MANILA, Philippines - Diversifying conglomerate San Miguel Corp. plans to issue up to one billion common shares in the first quarter next year to boost its public float and bankroll new acquisitions and diversification into heavy industries.
In a briefing following the listing of San Miguel’s P65.5 billion worth of preferred shares on the stock exchange yesterday, company president and chief operating officer Ramon S. Ang said the group may issue the shares in tranches through a secondary offering.
He said the terms are still being worked out and that the company would make the necessary announcement as soon as everything has been firmed up.
Ang said the common shares to be sold would come from the company’s existing holdings, as well as from its other major stockholders.
At the same time, Ang disclosed that San Miguel is in the final stage of negotiations with a foreign company, which has an enterprise value of $2 billion, and expects to conclude an agreement in the next 30 days.
Documents submitted to the exchange showed that 89.5 percent of San Miguel’s outstanding capital stock is held by Top Frontier Investments Holdings, majority owned by the group of former Trade Minister Roberto V. Ongpin, condiments king Joselito Campos and businessman Iñigo Zobel.
San Miguel is the single biggest shareholder of Top Frontier with its 49-percent stake.
The share price of San Miguel has been on an upward trend, hitting record highs in the past two months. From only P74.50 on Oct. 22, the stock has surged 73 percent to close at P129 yesterday as investors gobbled up the shares in anticipation of a share sale that is touted to become the biggest in corporate history.
Ang said the share sale is also part of the food, beverage and packaging conglomerate’s effort to comply with the bourse’s minimum public float.
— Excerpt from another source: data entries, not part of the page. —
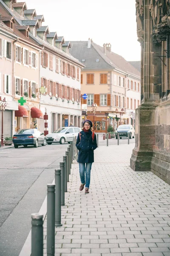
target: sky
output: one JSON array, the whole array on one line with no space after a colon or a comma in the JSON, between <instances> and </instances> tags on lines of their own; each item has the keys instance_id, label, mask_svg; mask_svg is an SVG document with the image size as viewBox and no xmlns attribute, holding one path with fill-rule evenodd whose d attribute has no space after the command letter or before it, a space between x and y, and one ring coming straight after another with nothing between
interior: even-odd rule
<instances>
[{"instance_id":1,"label":"sky","mask_svg":"<svg viewBox=\"0 0 170 256\"><path fill-rule=\"evenodd\" d=\"M17 0L17 2L23 2ZM127 61L140 60L137 41L135 0L26 0L28 9L43 15L51 32L65 41L87 41L102 46Z\"/></svg>"}]
</instances>

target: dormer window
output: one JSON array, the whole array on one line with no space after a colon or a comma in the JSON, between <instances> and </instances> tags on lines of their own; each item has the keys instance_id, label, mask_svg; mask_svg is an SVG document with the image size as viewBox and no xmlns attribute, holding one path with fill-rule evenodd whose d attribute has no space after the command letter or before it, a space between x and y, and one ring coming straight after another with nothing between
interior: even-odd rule
<instances>
[{"instance_id":1,"label":"dormer window","mask_svg":"<svg viewBox=\"0 0 170 256\"><path fill-rule=\"evenodd\" d=\"M33 35L36 36L36 29L35 28L33 29Z\"/></svg>"}]
</instances>

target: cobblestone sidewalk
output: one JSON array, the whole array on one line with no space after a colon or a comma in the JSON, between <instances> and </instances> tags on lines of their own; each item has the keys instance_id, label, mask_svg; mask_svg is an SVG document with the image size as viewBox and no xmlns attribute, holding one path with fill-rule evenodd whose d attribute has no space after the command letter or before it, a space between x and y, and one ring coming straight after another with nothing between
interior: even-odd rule
<instances>
[{"instance_id":1,"label":"cobblestone sidewalk","mask_svg":"<svg viewBox=\"0 0 170 256\"><path fill-rule=\"evenodd\" d=\"M88 195L79 191L78 166L72 165L55 256L170 256L170 186L131 169L134 146L95 151ZM44 255L46 227L45 218Z\"/></svg>"}]
</instances>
With only eight percent of its shares currently held by the public, San Miguel was stricken off the Philippine Stock Exchange’s 30-company main index.
Ang said the listing of 873.17 million Series “1” preferred shares would “provide liquidity for our share owners, allowing them to trade their shares in the market, creating more value for them and at the same time, providing more investors the opportunity to participate in San Miguel’s growth.”
The group is planning to participate in all the projects that the government would offer under the Public-Private Partnership (PPP) program for infrastructure as it sees enormous opportunities in this sector to cut its reliance on food and beer.
Among these PPP projects, San Miguel is was most interested in the construction of the 100-kilometer Batangas-Manila (Batman 1) natural gas pipeline project.
Batman 1 is targeted to be built next year in time for the planned construction of several liquefied natural gas (LNG) projects in Luzon.
San Miguel Energy Corp. (SMEC), the group’s vehicle for its energy ventures, is currently one of the biggest players in the power industry, having the largest power capacity portfolio of 28.1 percent of the Luzon grid and 21.4 percent of the national grid, according to the Energy Department.
Other PPP projects include the Metro Rail Transit (MRT)-Light Rail Transit expansion (P70 billion); MRT Line 2 extension (P11.29 billion); the new Bohol Airport (P7.54 billion); Puerto Princesa Airport (P4.36 billion); North Luzon Expressway-South Luzon Expressway link (P21 billion); Cavite-Laguna Expressway-Manila side section (P10.5 billion); Daraga International Airport (P3.07 billion) and the City Terminal for the Diosdado Macapagal International Airport in Clark.